Small business $3,000 cash grants start heading out door

Thousands of South Australian small and medium-sized businesses that have suffered a significant loss of income or were forced to close as a result of the state’s 7-day lockdown have already begun receiving their $3,000 and $1,000 emergency cash grants, with many more expected to have the financial ‘shot-in-the-arm’ deposited into bank accounts today.

Less than a week after the Marshall Government announced its sweeping new $100 million Business Support Package, the cash grants have started flowing to support eligible SMEs across the state – from gyms, hairdressers and nail salons to restaurants, cafes and hotels – affected by the 7-day lockdown.

Nearly 2,500 SMEs so far have received the $3,000 cash grant, while 88 have received the $1,000 grant.

Treasurer Rob Lucas said the Government was working around the clock to ensure the financial ‘lifeline’ was available to support as many businesses and local jobs, as possible – with payments fast-tracked in some cases.

“Our focus is firmly on getting this money out the door and into the pockets of our hardworking small businesses as quickly as possible,” said Mr Lucas.

“We know this has been an incredibly difficult time for many employers and their staff, which is why we have been doing everything in our power to help as many businesses as possible to get through the other side of the lockdown.

“These grants will provide an immediate cash injection to help them cover ongoing operating costs, such as rent, power bills, supplier and raw material costs and help them be able to re-open from tomorrow, when restrictions ease.

“In some cases, where small businesses have already received previous cash grants from the Government last year, and their details remain the same, Treasury has been able to fast-track their payments.”

Modelled on similar schemes in Victoria, New South Wales and Western Australia, the SA grants apply to those businesses with a payroll of less than $10 million, with an annual turnover of $75,000 or more (in 2020-21 or 2019-20) and whose turnover is reduced by at least 30 per cent over the 7 days from 20 July 2021 as a result of the lockdown.

A $1,000 cash grant is available for eligible small businesses who don’t employ staff (eg non-employing sole traders).

More than 14,300 businesses have registered their interest in the grants via the Treasury website (https://treasury.sa.gov.au/sbg)

Treasury will contact via email successful grant recipients from the 2020 Rounds 1 and 2 of the Small Business Grant ($10,000) through the email address submitted by the business as part of the application process, to advise them of the new Business Support Grant.

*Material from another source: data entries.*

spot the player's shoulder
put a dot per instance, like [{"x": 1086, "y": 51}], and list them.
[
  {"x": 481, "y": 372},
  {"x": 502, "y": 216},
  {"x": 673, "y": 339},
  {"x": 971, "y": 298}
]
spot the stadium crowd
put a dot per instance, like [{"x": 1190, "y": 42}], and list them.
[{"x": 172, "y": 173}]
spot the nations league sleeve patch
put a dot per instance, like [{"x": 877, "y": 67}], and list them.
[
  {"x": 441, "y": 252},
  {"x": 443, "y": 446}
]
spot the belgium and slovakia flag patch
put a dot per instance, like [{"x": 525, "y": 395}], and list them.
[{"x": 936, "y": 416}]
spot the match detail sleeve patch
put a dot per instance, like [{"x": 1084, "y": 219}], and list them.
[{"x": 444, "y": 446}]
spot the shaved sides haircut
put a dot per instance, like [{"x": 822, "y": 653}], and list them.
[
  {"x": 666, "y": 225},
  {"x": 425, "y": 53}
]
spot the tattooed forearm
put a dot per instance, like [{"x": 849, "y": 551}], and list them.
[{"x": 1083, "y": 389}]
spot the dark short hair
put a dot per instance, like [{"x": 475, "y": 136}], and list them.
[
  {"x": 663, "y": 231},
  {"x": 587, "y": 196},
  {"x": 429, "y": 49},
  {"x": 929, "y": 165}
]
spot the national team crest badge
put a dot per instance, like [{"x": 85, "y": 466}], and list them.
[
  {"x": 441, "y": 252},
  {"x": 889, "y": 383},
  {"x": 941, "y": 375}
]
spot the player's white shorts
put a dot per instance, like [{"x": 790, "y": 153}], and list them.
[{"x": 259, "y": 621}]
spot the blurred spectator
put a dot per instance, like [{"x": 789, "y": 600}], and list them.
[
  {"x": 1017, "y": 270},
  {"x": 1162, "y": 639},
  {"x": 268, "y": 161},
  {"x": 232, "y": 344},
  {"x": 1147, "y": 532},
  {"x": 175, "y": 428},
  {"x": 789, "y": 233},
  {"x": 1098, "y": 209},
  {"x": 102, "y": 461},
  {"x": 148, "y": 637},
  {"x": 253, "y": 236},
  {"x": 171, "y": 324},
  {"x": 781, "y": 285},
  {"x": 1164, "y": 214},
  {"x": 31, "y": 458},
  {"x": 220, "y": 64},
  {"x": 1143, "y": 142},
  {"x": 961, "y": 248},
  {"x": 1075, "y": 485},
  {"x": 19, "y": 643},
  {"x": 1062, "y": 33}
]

The applications process for these businesses will be fast-tracked and payments expedited where business details have not

changed and eligibility requirements are satisfied.

For more information on the program, including eligibility criteria: treasury.sa.gov.au/growing-south-austalia/COVID-19.

In other support measures: the Commonwealth’s COVID-19 Disaster Payment scheme provides $375 per week for those workers who have lost between 8 and less than 20 hours’ work, or have lost a full day of work, and $600 per week if a person has lost over 20 hours’ work.

The State Government is fully-funding income support payments of up to $600 per week for eligible workers in regional SA, who live or work outside of the Commonwealth-declared ‘Hotspot’ local government areas (and, therefore, not entitled to the Federal Government’s $375 or $600 per week support payments).

More information on how to claim the Commonwealth COVID-19 Disaster Payment (including the matching income support payment for eligible SA individuals outside the Commonwealth declared hotspots) is available on the Services Australia website: https://www.servicesaustralia.gov.au/individuals/services/centrelink/covid-19-disaster-payment

Meanwhile, the Government has confirmed many microbusinesses not registered for GST will be eligible for the Commonwealth COVID-19 Disaster Payment of $600/$375 per seven-day period.